HUL July-September Profit Up 3% On Year; Volume Growth Flat, Margins Narrow

October 27, 2025 at 5:57 AM IST

Hindustan Unilever Ltd. reported flat underlying volume growth for the September quarter, compared with a 3% rise a year earlier and 4% in the June quarter. Underlying sales grew 2% year-on-year, lower than 3% in the same quarter last year and 5% in the previous quarter.

Net profit rose 3% on year to ₹26.9 billion, helped by a one-time income of ₹1.84 billion. Revenue from operations inched up 0.5% to ₹155.9 billion. Earnings before interest, tax, depreciation, and amortisation fell 2.3% to ₹35.6 billion as advertisement and promotion spends rose 4.3% to ₹15.3 billion. EBITDA margin slipped to 23.1% from 23.8% a year earlier. On a consolidated basis, the EBITDA margin contracted 90 basis points to 23.2%, while the gross margin was 50.9%, down 10 basis points.

The company said advertisement and promotion expenses formed 10.3% of sales turnover, 80 basis points higher than last year.

Segment performance
Home care: Revenue fell to ₹56.6 billion from ₹57.4 billion a year earlier. Underlying volume rose in mid-single digits, while sales growth was flat due to price cuts. Segment margin stood unchanged at 19%.

Beauty and Wellbeing: Revenue rose slightly to ₹33.9 billion from ₹33.2 billion, with flat volumes and 5% sales growth. Segment margin declined to 28% from 34%.

Foods and Refreshment: Revenue grew to ₹38.7 billion from ₹38 billion, aided by strong beverages demand. Volume rose in low single digits, with 3% sales growth. Segment margin narrowed to 16% from 18%.

Personal Care: Revenue inched up to ₹24.3 billion from ₹24.1 billion. Underlying volume fell in high single digits, while sales growth was flat.
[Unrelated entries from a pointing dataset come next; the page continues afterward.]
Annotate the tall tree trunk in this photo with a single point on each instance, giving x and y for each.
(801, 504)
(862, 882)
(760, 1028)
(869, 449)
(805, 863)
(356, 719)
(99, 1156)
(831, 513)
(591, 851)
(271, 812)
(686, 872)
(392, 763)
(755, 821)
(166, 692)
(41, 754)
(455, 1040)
The hair care business maintained market leadership, though turnover was hit by GST rate changes.

HUL said its quarterly performance reflected a temporary impact from GST changes and prolonged monsoon conditions in some regions. The profit rise was partly due to a one-off gain from the resolution of past tax matters between UK and Indian authorities.

The company expects normal trading conditions from early November once GST-related disruptions ease. It is guided for stable EBITDA margins and low single-digit price growth if commodity prices remain steady.

For the first half of 2025-2026, net profit rose 5.3% to ₹54.2 billion and revenue increased 2.2% to ₹315.2 billion. The board declared an interim dividend of ₹19 per share, with November 7 as the record date.